The many different viruses that cause viral hemorrhagic fever (VHF) can result in a variety of clinical presentations. Early disease or mild infection can be nonspecific and potentially confused with respiratory viruses, hepatitis, gastroenteritis, primary human immunodeficiency virus, malaria, sleeping sickness, bacterial sepsis, or other infections. A variety of types of rash may be seen. In Lassa fever, the pharynx may be erythematous or exudative. Bleeding may not be overt and may be delayed; however, more severe disease may be characterized by bleeding, capillary leak, or shock.
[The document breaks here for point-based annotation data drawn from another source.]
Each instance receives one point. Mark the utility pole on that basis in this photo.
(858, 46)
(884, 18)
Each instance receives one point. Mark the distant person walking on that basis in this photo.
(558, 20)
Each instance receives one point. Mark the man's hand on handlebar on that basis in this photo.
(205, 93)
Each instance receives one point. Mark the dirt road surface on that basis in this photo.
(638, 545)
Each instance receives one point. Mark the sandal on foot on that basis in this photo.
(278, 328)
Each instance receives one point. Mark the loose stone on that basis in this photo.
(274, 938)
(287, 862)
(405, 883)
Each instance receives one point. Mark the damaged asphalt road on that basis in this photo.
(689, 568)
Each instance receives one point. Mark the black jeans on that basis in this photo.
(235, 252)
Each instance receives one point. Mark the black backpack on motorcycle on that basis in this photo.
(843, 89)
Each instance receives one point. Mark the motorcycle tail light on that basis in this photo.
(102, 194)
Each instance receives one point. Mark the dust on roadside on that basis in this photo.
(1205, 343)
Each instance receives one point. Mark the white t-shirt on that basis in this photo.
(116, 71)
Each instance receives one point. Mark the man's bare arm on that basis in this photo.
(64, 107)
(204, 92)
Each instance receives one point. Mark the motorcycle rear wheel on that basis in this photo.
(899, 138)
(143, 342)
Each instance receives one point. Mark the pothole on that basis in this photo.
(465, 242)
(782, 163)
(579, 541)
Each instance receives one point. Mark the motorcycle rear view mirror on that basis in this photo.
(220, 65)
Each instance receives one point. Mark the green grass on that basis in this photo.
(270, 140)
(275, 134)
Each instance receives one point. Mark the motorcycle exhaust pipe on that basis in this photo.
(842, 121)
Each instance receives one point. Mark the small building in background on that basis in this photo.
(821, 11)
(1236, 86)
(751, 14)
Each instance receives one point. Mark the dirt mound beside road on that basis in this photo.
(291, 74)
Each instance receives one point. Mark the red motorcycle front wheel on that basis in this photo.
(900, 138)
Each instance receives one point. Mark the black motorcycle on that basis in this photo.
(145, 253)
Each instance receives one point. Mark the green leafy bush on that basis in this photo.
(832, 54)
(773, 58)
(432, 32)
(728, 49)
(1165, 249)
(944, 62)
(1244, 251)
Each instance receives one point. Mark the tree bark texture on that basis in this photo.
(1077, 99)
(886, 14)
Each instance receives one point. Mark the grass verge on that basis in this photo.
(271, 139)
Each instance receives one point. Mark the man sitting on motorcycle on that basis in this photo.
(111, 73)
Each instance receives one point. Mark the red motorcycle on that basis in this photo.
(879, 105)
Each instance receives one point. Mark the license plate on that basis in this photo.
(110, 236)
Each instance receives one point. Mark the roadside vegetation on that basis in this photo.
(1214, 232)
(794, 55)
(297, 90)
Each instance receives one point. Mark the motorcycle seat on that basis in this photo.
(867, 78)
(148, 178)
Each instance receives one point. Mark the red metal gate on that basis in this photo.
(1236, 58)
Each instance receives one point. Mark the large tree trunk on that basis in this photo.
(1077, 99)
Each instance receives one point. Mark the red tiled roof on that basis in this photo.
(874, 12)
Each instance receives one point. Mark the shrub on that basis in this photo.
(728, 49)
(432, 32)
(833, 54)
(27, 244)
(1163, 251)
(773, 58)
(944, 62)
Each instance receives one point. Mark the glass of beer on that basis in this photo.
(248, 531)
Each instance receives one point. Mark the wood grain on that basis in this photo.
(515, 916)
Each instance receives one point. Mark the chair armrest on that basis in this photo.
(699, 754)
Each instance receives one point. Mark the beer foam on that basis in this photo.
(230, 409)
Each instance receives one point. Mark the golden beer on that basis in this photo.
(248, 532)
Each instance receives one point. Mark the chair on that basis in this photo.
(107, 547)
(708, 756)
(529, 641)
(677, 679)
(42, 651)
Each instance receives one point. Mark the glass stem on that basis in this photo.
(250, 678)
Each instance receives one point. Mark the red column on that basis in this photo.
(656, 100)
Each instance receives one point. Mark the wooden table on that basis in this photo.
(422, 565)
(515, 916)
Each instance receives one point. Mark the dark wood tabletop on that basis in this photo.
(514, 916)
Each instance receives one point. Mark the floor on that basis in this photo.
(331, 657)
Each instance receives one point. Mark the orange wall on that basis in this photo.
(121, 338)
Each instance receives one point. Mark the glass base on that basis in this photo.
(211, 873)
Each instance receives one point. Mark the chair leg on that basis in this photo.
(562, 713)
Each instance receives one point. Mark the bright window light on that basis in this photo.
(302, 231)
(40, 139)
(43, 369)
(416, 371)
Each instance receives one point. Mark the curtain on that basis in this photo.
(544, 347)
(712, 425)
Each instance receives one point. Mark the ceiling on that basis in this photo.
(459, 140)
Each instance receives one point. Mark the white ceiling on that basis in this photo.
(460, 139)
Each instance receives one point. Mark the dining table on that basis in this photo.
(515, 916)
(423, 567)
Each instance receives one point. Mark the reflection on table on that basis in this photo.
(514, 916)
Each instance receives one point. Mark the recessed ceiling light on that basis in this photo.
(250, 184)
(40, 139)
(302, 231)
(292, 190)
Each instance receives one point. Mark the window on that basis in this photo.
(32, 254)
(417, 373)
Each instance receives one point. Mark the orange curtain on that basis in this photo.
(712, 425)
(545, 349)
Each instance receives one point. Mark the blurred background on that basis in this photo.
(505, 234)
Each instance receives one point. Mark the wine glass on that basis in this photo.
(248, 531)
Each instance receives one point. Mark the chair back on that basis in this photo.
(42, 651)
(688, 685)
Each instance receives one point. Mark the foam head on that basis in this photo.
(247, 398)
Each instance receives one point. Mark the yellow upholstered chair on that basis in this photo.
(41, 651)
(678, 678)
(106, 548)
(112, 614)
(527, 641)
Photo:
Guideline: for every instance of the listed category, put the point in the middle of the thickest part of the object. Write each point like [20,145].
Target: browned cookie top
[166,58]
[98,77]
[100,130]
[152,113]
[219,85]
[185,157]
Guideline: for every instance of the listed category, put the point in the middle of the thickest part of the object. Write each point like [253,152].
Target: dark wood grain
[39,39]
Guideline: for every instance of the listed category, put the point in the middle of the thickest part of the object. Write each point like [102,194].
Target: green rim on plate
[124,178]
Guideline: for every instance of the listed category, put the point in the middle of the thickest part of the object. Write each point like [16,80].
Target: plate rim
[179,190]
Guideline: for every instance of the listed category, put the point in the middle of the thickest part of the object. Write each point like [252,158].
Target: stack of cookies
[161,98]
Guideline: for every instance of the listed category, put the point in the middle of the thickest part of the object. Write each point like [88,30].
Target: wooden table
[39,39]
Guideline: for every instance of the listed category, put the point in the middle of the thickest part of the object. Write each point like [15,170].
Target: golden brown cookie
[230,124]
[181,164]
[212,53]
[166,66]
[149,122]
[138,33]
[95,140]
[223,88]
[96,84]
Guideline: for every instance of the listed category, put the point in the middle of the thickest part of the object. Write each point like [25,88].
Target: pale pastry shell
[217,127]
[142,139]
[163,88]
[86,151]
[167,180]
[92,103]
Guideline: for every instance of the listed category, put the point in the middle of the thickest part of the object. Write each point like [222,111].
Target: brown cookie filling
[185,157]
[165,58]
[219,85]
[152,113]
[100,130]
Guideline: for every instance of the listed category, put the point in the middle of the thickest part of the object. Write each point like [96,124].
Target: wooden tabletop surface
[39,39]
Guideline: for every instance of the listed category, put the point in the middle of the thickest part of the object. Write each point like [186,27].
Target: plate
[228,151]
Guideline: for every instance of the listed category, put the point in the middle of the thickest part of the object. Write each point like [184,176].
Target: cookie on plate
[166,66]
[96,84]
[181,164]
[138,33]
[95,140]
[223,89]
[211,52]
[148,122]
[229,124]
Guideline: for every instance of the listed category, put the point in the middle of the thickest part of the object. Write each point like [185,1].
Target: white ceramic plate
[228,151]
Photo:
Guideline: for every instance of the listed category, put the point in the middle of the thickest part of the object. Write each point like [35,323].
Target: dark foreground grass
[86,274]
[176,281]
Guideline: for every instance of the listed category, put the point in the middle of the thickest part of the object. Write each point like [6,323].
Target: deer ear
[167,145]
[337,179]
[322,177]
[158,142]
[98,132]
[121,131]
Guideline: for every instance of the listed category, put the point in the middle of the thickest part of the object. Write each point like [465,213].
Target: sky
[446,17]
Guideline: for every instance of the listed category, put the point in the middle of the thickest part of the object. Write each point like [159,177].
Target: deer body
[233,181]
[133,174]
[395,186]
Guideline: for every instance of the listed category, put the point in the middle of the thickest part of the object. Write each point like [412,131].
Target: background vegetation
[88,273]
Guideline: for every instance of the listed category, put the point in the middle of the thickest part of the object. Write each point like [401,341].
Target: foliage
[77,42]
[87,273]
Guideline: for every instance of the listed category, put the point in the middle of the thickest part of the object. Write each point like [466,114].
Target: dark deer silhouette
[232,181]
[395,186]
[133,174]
Laboratory findings may be variable but are often suggestive of disseminated intravascular coagulopathy. In severe disease, there may be pronounced electrolyte and acid-base disturbances.
A high level of clinical suspicion for VHF in individuals who may have been exposed to reservoirs or vectors of infection is required. Confirmation of infection generally requires detection of viral antigen or RNA. These tests are performed in specialized laboratories; commercial kits for diagnosis are not currently available. Serology may be useful in the convalescent phase of illness. It is important to exclude other causes of infection.